I was engrossed in an episode of Ugly Delicious, an eight-part
Netflix series produced by, and starring Momofuku founder David Chang when the
news of Anthony Bourdain’s death by suicide appeared on my phone. Not only were
my plans to critique the maverick persona of male celebrity chefs for an
upcoming conference paper thrown askew, but I also felt sad for so many food
explorers and writers, of any gender. This sadness wasn’t a mere homage to
Bourdain’s culinary career; it came from a place of studying food media and the
performance of masculine adventure for several years, and realising that the lettuce
always seemed crisper on the more mobile plate.

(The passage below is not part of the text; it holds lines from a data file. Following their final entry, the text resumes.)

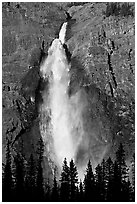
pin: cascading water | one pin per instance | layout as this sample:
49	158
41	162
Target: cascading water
62	125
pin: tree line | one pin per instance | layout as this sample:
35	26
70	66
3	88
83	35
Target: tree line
110	181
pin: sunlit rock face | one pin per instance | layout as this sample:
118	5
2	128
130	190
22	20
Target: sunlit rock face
72	122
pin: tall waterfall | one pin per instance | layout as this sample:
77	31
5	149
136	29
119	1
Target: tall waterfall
62	125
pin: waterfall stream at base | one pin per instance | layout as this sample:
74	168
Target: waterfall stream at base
61	123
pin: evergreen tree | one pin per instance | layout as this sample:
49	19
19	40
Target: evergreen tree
120	159
81	192
7	177
30	181
19	177
73	180
109	179
48	192
104	182
39	177
121	170
133	178
89	184
65	182
99	183
55	190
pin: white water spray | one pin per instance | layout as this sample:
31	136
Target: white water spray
62	127
66	126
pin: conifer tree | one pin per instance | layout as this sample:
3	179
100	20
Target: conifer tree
65	182
109	179
39	177
19	177
89	184
55	190
7	184
99	183
73	180
121	173
81	191
133	178
30	181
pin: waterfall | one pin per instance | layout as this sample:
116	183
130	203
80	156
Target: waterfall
65	130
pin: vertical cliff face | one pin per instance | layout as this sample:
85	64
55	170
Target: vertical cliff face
91	94
72	122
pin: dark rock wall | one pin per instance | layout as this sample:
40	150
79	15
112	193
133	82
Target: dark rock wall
102	48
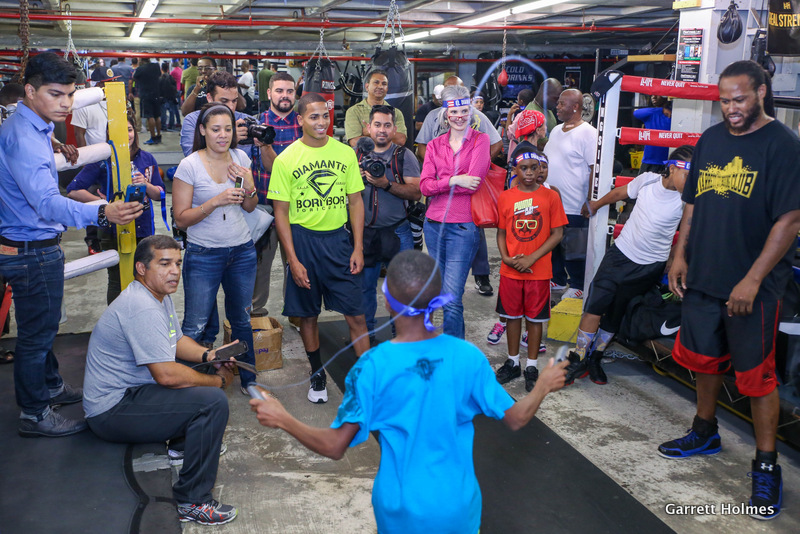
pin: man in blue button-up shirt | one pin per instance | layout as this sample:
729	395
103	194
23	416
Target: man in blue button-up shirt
32	216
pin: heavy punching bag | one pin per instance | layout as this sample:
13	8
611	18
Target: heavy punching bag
401	88
320	77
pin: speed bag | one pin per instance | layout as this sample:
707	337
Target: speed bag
401	88
320	76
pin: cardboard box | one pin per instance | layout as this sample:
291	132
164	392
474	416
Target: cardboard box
565	317
267	341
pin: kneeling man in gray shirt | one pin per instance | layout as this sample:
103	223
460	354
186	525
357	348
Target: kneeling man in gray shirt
136	392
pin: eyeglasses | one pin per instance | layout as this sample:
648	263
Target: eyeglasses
530	225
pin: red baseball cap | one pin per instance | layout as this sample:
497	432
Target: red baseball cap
529	120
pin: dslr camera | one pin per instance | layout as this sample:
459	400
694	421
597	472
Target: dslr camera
369	162
262	132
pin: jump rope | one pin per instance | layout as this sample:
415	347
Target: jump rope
560	353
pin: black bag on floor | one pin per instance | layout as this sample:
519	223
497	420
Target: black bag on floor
650	316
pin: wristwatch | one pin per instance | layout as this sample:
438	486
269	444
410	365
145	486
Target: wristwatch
102	220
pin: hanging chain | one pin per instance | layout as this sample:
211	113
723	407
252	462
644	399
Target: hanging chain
24	37
393	22
505	32
70	45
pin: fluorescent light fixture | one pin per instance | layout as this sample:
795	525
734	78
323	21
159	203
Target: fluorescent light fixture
523	8
137	30
148	8
414	37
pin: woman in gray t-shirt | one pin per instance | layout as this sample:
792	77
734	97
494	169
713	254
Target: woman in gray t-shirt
219	249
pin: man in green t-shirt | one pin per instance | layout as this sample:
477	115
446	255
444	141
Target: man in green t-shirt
356	120
313	182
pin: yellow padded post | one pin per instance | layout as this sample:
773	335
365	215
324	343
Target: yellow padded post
118	134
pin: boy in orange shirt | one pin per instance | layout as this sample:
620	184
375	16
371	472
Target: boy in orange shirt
530	225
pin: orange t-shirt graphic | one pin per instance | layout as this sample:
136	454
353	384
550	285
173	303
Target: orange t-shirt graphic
527	219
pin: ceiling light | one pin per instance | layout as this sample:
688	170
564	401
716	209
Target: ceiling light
148	8
522	8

What I mean is that as a woman, I long to explore cities and
cultures with the same lack of reservation as the likes of Bourdain, Chang, and
Rick Stein. Perhaps I also want to aid the decentring of whiteness in multicultural scholarship (and in food and travel writing) in the process. Yet, re-watching Chang’s episode on
‘Home Cooking’ for the purposes of my paper was an exercise in exploratory
ambivalence. His chosen narrative is one of dissociating himself from Korean food
at the beginning of his career, going on to bend all the rules through a
globe-spanning noodle bar, and then declaring towards middle age that he wanted
simpler, more home-style food in his restaurants. This could be read as an
over-romanticisation of roots, and as essentialising the feminine (he declares
at one point that his grandmother and mother only knew to express their love
through food). Moreover, research on
chefs of colour seems to indicate that they are more likely to use tropes of
family and ethnicity in their business and self-presentation. Chang, however,
treads a fine balance between home and away in this series as a whole by being
equally comfortable cooking shrimp toast in his mother’s kitchen before Thanksgiving
dinner, and tasting tortellini in a Michelin-star restaurant in Modena, Italy.

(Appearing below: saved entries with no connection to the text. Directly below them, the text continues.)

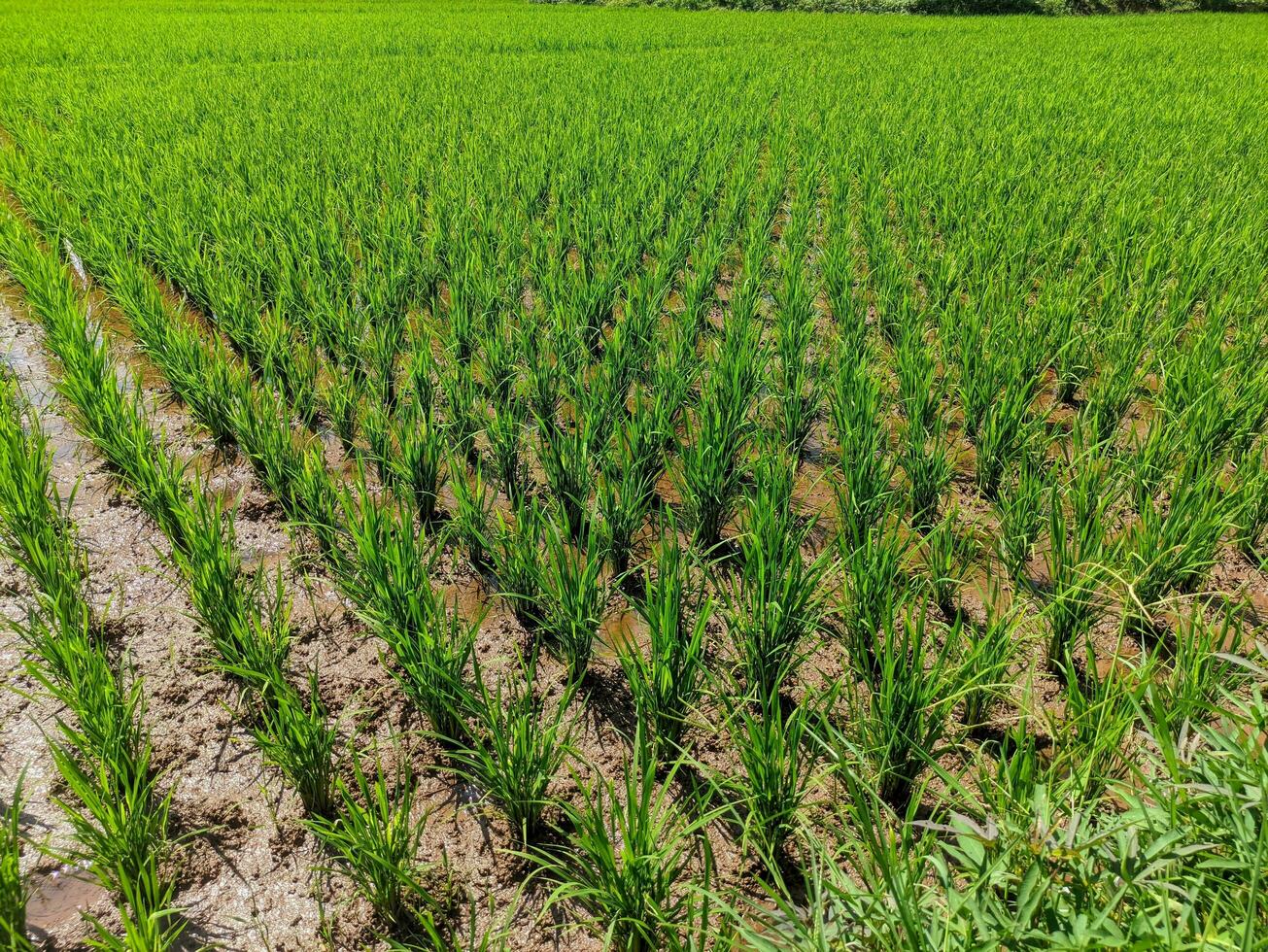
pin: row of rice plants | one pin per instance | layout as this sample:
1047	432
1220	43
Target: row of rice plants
368	820
117	802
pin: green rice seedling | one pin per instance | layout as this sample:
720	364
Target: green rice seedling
516	560
773	744
928	472
569	462
120	819
340	398
1173	549
1077	556
13	888
573	595
421	441
918	383
1006	431
37	534
375	833
798	375
948	554
498	371
901	723
473	511
506	437
866	466
1019	510
875	587
629	857
99	747
297	738
668	680
710	469
1093	731
1192	673
520	740
990	651
394	595
1113	390
1252	482
775	601
464	408
1210	793
624	495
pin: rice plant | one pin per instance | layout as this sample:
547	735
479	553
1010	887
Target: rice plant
520	739
775	599
901	723
15	892
777	758
573	593
668	680
377	834
628	864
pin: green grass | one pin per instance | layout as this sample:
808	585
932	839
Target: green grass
902	375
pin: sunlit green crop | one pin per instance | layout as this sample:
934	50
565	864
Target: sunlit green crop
901	382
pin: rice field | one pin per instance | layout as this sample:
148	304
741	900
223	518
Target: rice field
497	476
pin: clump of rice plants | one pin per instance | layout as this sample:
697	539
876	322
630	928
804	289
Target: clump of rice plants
668	680
519	742
629	857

Also notable about this series is its exposition of male sociality around food. There is no death of the meat and building a barbecue in the backyard narrative, as well as forays to exotic places to sample strange creatures. However, what is distinctive is that the friendship between Chang and food critic Peter Meehan also has a cozy domestic dimension. Meehan joins him for the preparation of the above-mentioned Thanksgiving meal, and Chang declares that he is practically family. While it is common to see men cooking alongside each other in food television (such as in the Australian-based Surfing the Menu, which I examined in my book), this is rarely done in a home space. Let's hope this is the beginning many different kinds of culinary convivialities which are less invested in gendered performativity, both on and off the screen.
Will this series also encourage other male chefs, white or not, to make
more than a passing reference to their nonnas? Will they be happily seen in
their home kitchen teaching their daughters as well as their sons how to fold a
dumpling? Will they valorise aspects of the culinary past, but also see the
unfair division or domestic labour that was unwelcome for many women? Will they
value the emotional labour of their partners who come to terms with their long
working hours and prolonged absences? Will they recognise that wanting to be
more grounded at times doesn’t make them less of a man, and might even be good
for their well-being?
And for the women who want to cook, explore, and write about
food, perhaps we need not emulate the model of relentless road tripping. We
could also acknowledge the recipes and rituals passed down to use from our
mostly female relatives, but help redefine foodwork as everyone’s work, and
leisure. Media personalities like Nigella Lawson have done some pioneering
re-jigging of cooking as self-pleasure in this regard. However, we have a while
to go before this becomes a widespread domestic reality, especially for women
who are not born with middle class capital.